API-first architecture

Transform SQL queries into production-grade REST APIs:

  • Instant API endpoints: Turn any SQL query into a scalable HTTP API with authentication
  • Parameterized queries: Build dynamic APIs with template variables and type validation
  • Built-in authentication: Token-based and JWT authentication with fine-grained permissions
  • Rate limiting: Built-in protection against abuse and cost control

Real-time data ingestion

Simplified data ingestion with multiple options:

  • Events API: High-throughput streaming ingestion for real-time events via HTTP
  • Native connectors: Managed integrations for Kafka, S3, GCS, and more
  • Data Sources API: Batch ingestion for CSV, Parquet, and NDJSON files
  • Schema evolution: Handle schema changes without downtime

Development workflow

Modern development practices built in:

  • Local development: Full local environment with Tinybird Local container
  • Version control: Git-based workflow for all data assets
  • CI/CD integration: Deploy changes through your existing pipelines
  • Testing and validation: Built-in deployment validation and rollback capabilities

BI and tool integration

Connect to your existing analytics tools:

  • ClickHouse HTTP interface: Use existing ClickHouse drivers and tools
  • PostgreSQL compatibility: Connect BI tools like Grafana, Metabase, and Tableau
  • Query API: Direct SQL execution for existing applications

ClickHouse to Tinybird concept translation

Tinybird has an opinionated approach to structuring analytics projects using two primary file types: .datasource files (tables) and .pipe files (queries, views, and materializations).

Database → Workspace

In ClickHouse, you organize tables within databases. In Tinybird:

  • Organization: Top-level container for all your projects
  • Workspace: Equivalent to a database, contains all your data sources and pipes

Learn more about Tinybird Core Concepts.

Table → Data Source

ClickHouse tables become Tinybird data sources, defined in .datasource files. Data sources in Tinybird define table schemas, engines, sorting keys, and partition keys. They may also contain references to connectors from which they receive data.

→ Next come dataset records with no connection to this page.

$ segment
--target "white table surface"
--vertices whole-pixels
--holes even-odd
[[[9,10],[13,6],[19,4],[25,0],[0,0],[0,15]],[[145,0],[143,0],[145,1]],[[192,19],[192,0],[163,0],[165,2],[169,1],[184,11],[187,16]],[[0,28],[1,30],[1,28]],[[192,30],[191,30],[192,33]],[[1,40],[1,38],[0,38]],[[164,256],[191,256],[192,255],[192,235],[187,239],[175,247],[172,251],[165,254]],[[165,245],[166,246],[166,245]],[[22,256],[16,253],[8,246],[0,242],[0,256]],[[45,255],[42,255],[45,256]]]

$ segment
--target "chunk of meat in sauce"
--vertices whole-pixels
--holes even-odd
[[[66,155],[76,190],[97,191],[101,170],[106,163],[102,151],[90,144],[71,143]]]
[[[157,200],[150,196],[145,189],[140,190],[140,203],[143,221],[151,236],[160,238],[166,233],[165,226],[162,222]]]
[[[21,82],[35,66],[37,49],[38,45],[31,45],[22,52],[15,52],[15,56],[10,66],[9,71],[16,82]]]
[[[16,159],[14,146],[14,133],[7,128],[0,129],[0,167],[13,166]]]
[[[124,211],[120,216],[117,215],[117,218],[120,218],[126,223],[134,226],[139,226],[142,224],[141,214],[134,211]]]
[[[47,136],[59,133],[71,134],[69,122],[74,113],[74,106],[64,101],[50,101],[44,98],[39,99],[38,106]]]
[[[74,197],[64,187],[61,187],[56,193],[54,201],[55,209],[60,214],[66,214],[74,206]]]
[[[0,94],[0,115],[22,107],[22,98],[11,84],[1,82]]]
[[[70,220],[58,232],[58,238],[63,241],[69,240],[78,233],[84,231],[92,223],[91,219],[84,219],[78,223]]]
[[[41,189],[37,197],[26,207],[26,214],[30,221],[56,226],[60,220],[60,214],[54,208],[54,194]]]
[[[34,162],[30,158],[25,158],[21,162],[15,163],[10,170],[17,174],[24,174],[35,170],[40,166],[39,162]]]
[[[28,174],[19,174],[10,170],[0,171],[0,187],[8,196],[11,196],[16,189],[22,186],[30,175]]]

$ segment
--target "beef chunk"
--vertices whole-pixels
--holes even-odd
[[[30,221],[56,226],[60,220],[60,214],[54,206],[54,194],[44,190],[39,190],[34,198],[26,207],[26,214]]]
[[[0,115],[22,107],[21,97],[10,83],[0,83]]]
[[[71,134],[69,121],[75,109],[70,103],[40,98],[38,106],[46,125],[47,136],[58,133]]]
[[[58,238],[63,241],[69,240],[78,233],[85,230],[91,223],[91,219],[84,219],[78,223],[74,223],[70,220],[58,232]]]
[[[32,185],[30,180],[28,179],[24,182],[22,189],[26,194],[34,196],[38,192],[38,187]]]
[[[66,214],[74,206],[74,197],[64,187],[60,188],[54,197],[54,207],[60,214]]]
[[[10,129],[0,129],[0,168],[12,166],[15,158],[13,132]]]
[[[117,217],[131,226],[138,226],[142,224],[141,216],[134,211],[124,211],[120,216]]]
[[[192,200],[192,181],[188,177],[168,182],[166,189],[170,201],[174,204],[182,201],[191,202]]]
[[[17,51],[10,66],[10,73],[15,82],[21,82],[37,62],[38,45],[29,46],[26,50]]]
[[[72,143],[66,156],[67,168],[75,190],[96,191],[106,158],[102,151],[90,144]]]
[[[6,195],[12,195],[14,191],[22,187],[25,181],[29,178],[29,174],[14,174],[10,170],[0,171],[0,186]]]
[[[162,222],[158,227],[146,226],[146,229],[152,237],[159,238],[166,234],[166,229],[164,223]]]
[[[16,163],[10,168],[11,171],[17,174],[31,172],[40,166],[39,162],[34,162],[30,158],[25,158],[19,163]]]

ClickHouse CREATE TABLE statement:

ClickHouse table creation
CREATE TABLE user_events
(
    user_id UInt32 ,
    event_type String,
    timestamp DateTime,
    properties JSON
)
ENGINE = MergeTree
ORDER BY (user_id, timestamp)
PARTITION BY toYYYYMM(timestamp)

Tinybird datasources/user_events.datasource:

user_events.datasource
DESCRIPTION >
    User events tracking with properties for analytics

SCHEMA >
    `user_id` UInt32 `json:$.user_id`,
    `event_type` String `json:$.event_type`,
    `timestamp` DateTime `json:$.timestamp`,
    `properties` String `json:$.properties`

ENGINE "MergeTree"
ENGINE_PARTITION_KEY "toYYYYMM(timestamp)"
ENGINE_SORTING_KEY "user_id, timestamp"

# optional connector configuration
KAFKA_CONNECTION_NAME kafka_connection # The name of the .connection file
KAFKA_TOPIC topic_name
KAFKA_GROUP_ID {{ tb_secret("KAFKA_GROUP_ID") }}

Key differences:

  • JSONPath expressions: Map JSON fields to columns automatically
  • Declarative schema: Define structure without SQL DDL
  • Built-in description: Document your data sources inline
  • Source connector definitions: Define where the data comes from

Learn more about data sources.

Views and parametrized queries → Pipes

ClickHouse views become Tinybird pipes, which can be used for to define API endpoints, materializations, internal queries, scheduled copies, sinks, or as building blocks for other pipes.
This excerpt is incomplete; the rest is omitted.